First, let's look at the benefits of having Suso where he is. While it'd be nice to have him playing every week for a Premier League team in the more physical conditions of the English game, having him play every week in one of the top three leagues in the world is still plenty great, especially since it's a league that will allow him to hone his technical and creative skills which are the strong suit of his game. The fact that Liverpool managed to get him with a squad where he's quickly become the creative focal point is just gravy, because it's just going to help his development all the more.
As long as he stays healthy, Suso is probably looking at thirty-plus matches this season in La Liga, which will be absolutely massive for his development. A full season as a squad's playmaker in one of the most technically-oriented leagues in the world is exactly what a player like Suso needed, and it's already showing dividends. He's showing more patience and better decision-making than we've seen from him during his appearances last season. At the pace he's at, his worst-case scenario for next season is looking like a loan to a significant role in a mid-table EPL side next season, or a rotational gig in the first team in Liverpool.
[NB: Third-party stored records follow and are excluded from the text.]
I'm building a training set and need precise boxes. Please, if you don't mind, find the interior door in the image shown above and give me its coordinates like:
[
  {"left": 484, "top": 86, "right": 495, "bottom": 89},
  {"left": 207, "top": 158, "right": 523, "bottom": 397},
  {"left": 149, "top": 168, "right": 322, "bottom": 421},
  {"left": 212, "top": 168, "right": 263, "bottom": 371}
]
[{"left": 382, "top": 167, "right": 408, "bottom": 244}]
So with that in mind, why should Liverpool have kept him around? For starters, having something approaching a like-for-like backup for Coutinho would have been handy. The lack of his creative presence in the lineup has been painfully obvious since he left the Swansea match holding his shoulder, and Suso arguably could have done more to ease that loss than anyone else on the roster. Plus, he would have given Brendan Rodgers another option behind Daniel Sturridge while Luis Suarez was out, allowing him to replace the misfiring Iago Aspas sooner than he did.
Past that, though, Suso would have been a backup. A good one, and one who could probably get regular substitute appearances when Liverpool is chasing goals late in games, but one who wouldn't see nearly as many games or minutes as he is in his current situation. Realistically, he'd get no more than ten starts, and maybe, maybe, 15 substitute appearances. While he'd be able to fill in the rest of the matches he'd lose with reserve league play, but that's not nearly as useful for development for Suso's development as lots and lots of top-flight minutes would be.
While having Suso around right now might be nice in the short-term, is it really worth harming his future development for that short-term gain? Especially when you consider that his long-term development helps the club's longer-term prospects, it becomes a much murkier picture. It's the club's job to make sure they handle and develop their assets as well as possible, and in this case, it seems like they've done so with Suso.